Medal record

Men's field hockey

Representing Pakistan

Olympic Games

Asian Games

= Tariq Niazi =

Pakistani field hockey player

Tariq Masood Niazi (15 March 1940 – 20 April 2008) was a Pakistani field hockey player who represented Pakistan at the highest level during the 1960s. He was born in Mianwali, Pakistan. Niazi completed his graduation from the University of Karachi and later earned a post-graduate degree in International Relations, also from the University of Karachi.

He played domestic hockey for Pakistan International Airlines (PIA) and was selected for the Pakistan national hockey team in 1961. Niazi represented Pakistan at the 1962 Asian Games in Jakarta, where the team won the gold medal. He was part of the squad at the 1964 Summer Olympics in Tokyo, winning a silver medal, and at the 1966 Asian Games in Bangkok, where Pakistan again secured a silver medal. His international career reached its peak at the 1968 Summer Olympics in Mexico City , where Pakistan won the gold medal. Tariq Niazi also served as vice-captain of the national team in 1968.

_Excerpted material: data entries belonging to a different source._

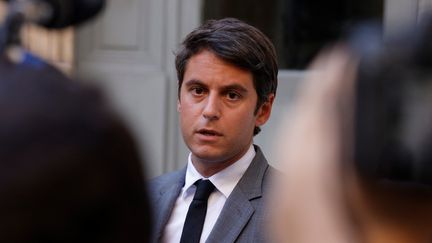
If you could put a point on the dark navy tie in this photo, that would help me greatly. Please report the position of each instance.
(195, 217)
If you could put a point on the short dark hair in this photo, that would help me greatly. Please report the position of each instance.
(69, 167)
(238, 43)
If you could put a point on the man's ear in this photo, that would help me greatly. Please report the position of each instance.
(264, 111)
(178, 105)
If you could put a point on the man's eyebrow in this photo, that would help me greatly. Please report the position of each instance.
(193, 82)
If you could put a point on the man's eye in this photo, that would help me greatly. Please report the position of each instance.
(233, 96)
(197, 91)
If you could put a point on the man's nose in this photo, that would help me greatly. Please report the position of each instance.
(212, 108)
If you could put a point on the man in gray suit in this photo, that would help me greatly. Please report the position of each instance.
(227, 73)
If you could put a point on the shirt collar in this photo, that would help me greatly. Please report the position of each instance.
(225, 180)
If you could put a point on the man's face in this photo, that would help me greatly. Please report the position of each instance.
(216, 105)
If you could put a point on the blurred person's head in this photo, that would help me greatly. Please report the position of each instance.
(69, 168)
(364, 116)
(239, 44)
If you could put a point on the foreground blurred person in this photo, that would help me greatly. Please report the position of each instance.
(69, 169)
(366, 123)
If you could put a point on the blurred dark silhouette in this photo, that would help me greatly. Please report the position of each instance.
(69, 168)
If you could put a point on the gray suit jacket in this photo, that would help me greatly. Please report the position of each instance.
(243, 217)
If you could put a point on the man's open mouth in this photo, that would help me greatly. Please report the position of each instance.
(207, 132)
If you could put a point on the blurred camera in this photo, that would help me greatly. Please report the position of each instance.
(393, 116)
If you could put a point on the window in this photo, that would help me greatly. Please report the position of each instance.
(298, 28)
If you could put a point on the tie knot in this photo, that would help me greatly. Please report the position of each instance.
(204, 189)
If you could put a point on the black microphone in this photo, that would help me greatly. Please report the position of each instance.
(57, 14)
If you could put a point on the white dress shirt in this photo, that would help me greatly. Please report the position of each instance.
(224, 182)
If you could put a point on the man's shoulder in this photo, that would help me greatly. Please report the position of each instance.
(161, 182)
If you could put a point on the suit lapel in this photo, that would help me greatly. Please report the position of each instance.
(166, 204)
(238, 209)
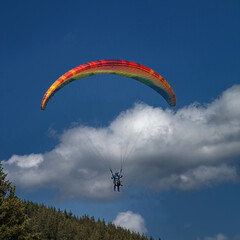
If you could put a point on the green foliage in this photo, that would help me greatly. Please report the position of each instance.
(25, 220)
(14, 223)
(61, 225)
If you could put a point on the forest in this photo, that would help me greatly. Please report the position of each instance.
(26, 220)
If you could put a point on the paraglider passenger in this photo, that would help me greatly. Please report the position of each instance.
(116, 180)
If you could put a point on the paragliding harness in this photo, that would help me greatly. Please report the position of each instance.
(116, 180)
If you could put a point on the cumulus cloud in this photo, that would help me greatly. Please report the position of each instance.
(190, 148)
(219, 236)
(132, 221)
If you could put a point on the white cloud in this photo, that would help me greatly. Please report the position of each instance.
(219, 236)
(193, 147)
(132, 221)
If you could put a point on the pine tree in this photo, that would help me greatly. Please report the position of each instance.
(13, 220)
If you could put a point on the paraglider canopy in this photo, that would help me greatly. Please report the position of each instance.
(120, 67)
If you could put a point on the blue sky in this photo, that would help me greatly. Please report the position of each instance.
(187, 188)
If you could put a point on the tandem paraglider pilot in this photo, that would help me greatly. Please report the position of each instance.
(116, 180)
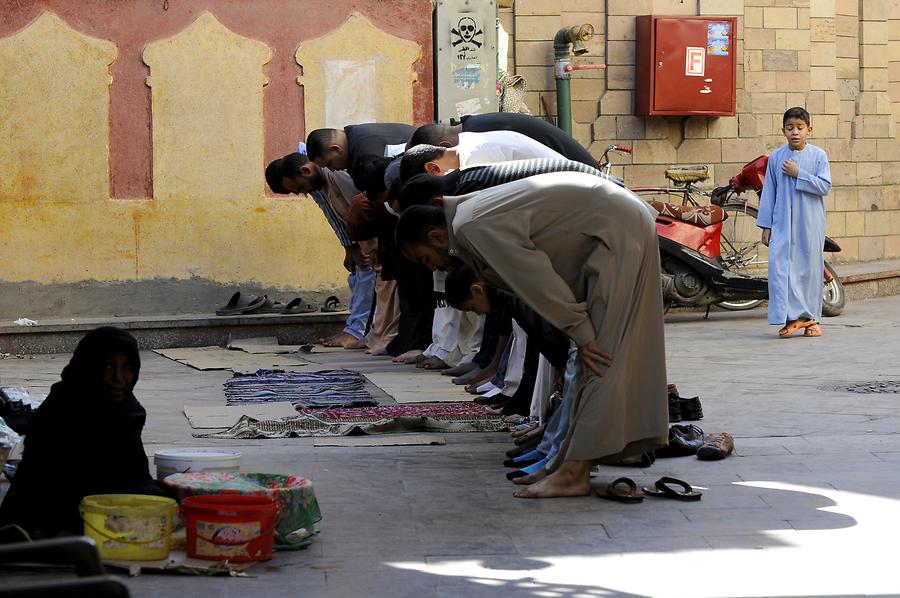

In recognition of his playing career, he was awarded the Golden Star by the Pakistan Hockey Federation in 1969 as the best retiring player. After retirement, Tariq Niazi moved into coaching and served as coach of the Egyptian national hockey team from 1970 to 1973, and later as national coach from 1974 to 1978. Mianwali’s Municipal Hockey Stadium was renamed Tariq Niazi Hockey Stadium in Niazi's honor. Niazi died on 20 April 2008 of a cardiac arrest.